Here we provide some additional avenues for you to consider to improve your solution, after you have implemented the basic elements of this chapter.
Automating the Process
In this chapter, we described a scenario where the data is constantly arriving, or at least arriving very frequently in batches. Our purpose was to describe the ways you can efficiently process high volumes of newly arriving data and be able to query large databases efficiently. We want to leave you with some ideas on how to detect when new data has arrived. In Chapter 4, we discussed how you can browse a directory for files and pass a filename into a Data Flow task. Here are some other avenues you can explore:
As noted in the introduction, you can also use partitioned views (PVs) to partition your data. This allows you to create a unified view of a table distributed over multiple databases. You can now manage each partition of the data independently. If the databases are on other servers, you have a distributed partitioned view (DPV). The advantage of DPVs is that the load can be distributed over several servers, and the partitions are searched in parallel. Each table has a constraint similar to one boundary point in the partition function. The individual tables are combined in a view that unions the tables together. This makes the use of the partitioned view transparent to a user. Select statements issue parallel queries to the relevant partitions. Data inserted through the view will be inserted into the table on the correct server.
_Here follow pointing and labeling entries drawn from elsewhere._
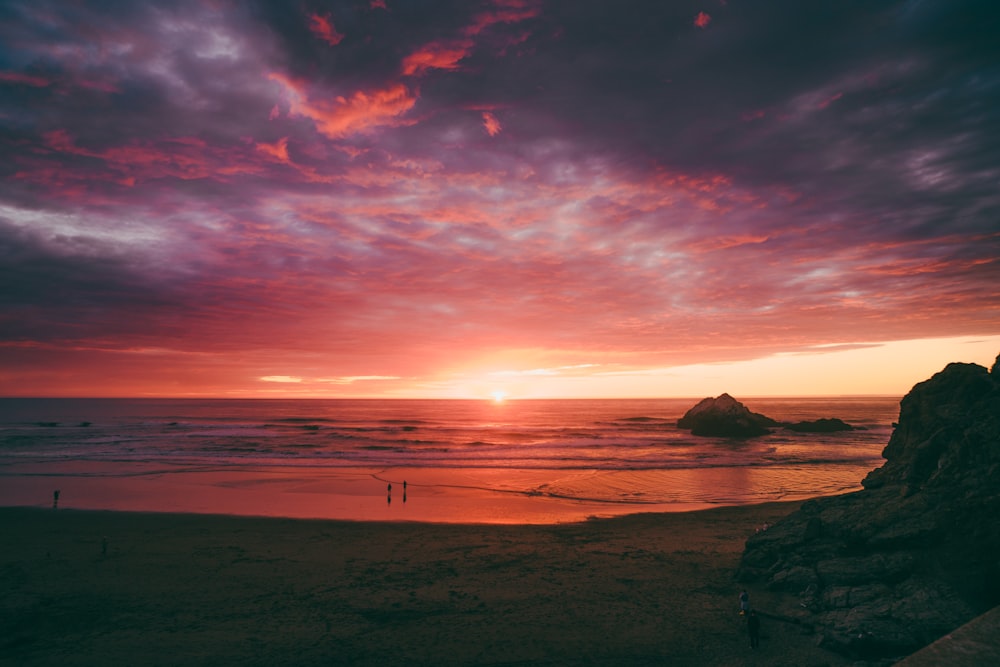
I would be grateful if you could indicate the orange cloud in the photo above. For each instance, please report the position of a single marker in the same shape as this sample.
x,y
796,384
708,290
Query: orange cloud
x,y
435,56
322,27
491,124
343,116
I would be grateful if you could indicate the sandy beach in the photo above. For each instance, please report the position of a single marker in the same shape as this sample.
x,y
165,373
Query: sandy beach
x,y
111,588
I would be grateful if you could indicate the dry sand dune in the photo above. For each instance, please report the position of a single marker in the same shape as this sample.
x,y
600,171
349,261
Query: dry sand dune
x,y
219,590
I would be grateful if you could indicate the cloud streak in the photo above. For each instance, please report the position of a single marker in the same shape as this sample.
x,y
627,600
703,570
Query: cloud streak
x,y
328,193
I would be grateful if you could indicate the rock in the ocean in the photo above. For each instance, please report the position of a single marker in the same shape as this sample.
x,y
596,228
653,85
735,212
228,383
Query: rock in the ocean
x,y
893,567
724,416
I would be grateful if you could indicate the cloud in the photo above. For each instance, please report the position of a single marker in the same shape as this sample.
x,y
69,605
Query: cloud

The databases do not need to contain all tables, only the tables you want to divide into partitions. By using all but one database for historical data, you can find some operational benefits. If your partitioning is by time, you can reduce the backup time by marking the historical databases read-only; then, you only need to back up a much smaller current database.
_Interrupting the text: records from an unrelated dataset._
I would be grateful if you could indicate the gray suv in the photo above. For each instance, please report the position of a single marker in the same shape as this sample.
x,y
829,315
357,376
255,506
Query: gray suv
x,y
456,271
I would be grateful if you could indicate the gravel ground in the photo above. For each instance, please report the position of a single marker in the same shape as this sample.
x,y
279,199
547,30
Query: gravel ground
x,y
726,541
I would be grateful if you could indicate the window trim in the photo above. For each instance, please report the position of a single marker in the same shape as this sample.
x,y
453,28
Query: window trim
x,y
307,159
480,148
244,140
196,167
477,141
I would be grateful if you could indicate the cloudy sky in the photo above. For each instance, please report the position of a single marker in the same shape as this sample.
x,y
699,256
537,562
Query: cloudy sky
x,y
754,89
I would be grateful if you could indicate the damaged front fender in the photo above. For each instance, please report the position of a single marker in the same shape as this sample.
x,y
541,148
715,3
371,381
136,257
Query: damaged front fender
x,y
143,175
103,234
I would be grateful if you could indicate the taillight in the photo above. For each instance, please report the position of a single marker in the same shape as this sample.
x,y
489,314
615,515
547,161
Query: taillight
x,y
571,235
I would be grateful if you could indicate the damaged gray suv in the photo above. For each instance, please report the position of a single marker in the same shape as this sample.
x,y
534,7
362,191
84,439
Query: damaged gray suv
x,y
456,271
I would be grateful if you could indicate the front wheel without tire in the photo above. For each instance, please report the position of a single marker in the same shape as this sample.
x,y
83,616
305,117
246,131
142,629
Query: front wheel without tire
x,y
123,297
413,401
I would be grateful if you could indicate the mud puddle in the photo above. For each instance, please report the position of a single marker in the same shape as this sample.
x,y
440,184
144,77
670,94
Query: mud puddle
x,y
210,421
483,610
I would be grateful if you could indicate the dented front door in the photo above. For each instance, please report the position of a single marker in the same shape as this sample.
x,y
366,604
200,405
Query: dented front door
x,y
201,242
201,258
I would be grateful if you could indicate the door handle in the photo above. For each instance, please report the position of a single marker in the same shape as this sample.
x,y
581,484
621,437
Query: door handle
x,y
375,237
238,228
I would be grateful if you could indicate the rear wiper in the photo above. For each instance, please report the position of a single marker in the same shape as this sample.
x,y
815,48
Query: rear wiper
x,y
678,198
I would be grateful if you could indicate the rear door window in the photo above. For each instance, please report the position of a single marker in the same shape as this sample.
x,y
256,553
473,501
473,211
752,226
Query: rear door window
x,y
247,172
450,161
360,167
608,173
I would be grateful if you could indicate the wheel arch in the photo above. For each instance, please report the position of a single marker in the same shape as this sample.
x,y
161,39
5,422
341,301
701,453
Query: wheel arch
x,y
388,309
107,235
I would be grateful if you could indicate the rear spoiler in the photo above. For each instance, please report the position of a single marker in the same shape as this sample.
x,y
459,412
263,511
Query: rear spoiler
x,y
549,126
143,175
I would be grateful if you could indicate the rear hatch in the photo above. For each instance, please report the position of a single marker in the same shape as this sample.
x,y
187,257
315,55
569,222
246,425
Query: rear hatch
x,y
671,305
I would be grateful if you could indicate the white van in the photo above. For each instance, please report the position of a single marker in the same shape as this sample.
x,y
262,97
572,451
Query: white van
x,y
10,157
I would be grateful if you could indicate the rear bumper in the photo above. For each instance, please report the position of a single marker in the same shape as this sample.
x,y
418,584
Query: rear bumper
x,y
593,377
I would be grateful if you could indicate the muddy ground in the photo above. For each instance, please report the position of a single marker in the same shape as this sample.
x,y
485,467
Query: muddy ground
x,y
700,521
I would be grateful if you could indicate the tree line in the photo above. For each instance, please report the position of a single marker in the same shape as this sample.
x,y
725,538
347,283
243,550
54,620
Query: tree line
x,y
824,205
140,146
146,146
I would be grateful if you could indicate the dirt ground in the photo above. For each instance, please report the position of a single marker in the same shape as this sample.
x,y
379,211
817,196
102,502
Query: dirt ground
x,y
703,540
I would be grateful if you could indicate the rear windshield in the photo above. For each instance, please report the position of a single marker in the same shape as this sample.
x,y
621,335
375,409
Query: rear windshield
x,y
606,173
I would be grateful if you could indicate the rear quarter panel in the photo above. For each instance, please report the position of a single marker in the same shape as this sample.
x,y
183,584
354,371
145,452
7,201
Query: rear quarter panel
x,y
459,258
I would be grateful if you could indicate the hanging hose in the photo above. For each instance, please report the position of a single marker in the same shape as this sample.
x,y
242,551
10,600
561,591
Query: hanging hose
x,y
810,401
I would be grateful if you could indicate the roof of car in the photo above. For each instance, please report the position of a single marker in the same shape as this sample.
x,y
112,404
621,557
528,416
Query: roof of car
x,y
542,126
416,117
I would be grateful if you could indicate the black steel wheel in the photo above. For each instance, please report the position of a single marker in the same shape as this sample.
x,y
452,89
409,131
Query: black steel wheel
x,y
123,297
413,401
You should consider PVs and DPVs only when you have extremely large databases, and queries that usually require data from only a few partitions. PVs, which by definition do not involve the network, are less resource intensive than DPVs. DPVs allow you to scale out over several servers, but the cost of initiating a query to another server across the network is relatively high compared to a PV or local query, so you should measure the performance of a DPV to ensure you are receiving a benefit from this design.
Scaling Out Using Analysis Services Database Synchronization
You can deploy the same database on several Analysis Services servers using Database Synchronization. This increases the number of users that you can handle. In this scenario, the Analysis Services servers have identical but separate databases. The partitions exist on locally managed storage (which could be a storage area network [SAN] drive). Each server has its own IP address and service name, but also has a virtual IP and virtual service name provided by the load-balancing service. The load-balancing service is either Windows NLB or a hardware device such as an F5 switch. Figure 11-11 shows a typical configuration.
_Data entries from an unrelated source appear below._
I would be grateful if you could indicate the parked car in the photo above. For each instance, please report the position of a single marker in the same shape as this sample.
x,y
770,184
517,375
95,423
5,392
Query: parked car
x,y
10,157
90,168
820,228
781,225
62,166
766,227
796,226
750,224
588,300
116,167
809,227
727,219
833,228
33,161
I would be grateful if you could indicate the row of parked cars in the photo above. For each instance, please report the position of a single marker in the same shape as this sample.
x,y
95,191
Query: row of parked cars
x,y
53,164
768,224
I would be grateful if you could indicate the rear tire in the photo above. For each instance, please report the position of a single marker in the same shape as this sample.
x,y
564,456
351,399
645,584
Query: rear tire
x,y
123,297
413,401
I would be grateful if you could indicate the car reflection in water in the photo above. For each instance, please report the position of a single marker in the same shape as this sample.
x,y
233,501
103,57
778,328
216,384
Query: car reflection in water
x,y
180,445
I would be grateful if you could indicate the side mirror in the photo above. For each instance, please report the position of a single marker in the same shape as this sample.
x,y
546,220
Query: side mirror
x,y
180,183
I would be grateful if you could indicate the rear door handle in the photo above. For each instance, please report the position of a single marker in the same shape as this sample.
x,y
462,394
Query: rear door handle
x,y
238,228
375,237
Figure 11-11. Analysis Services database synchronization
You can initiate synchronization from SQL Server Management Studio by right-clicking the Databases node of the target server (not the source server). You then specify a source Analysis Services server and database you want to synchronize with. Using the same wizard, you can create a script to enable you to schedule periodic synchronizations.
During synchronization, both the source and the target can continue to be queried by users. When synchronization finishes, Analysis Services switches users to the new data, and drops the old data from the destination database.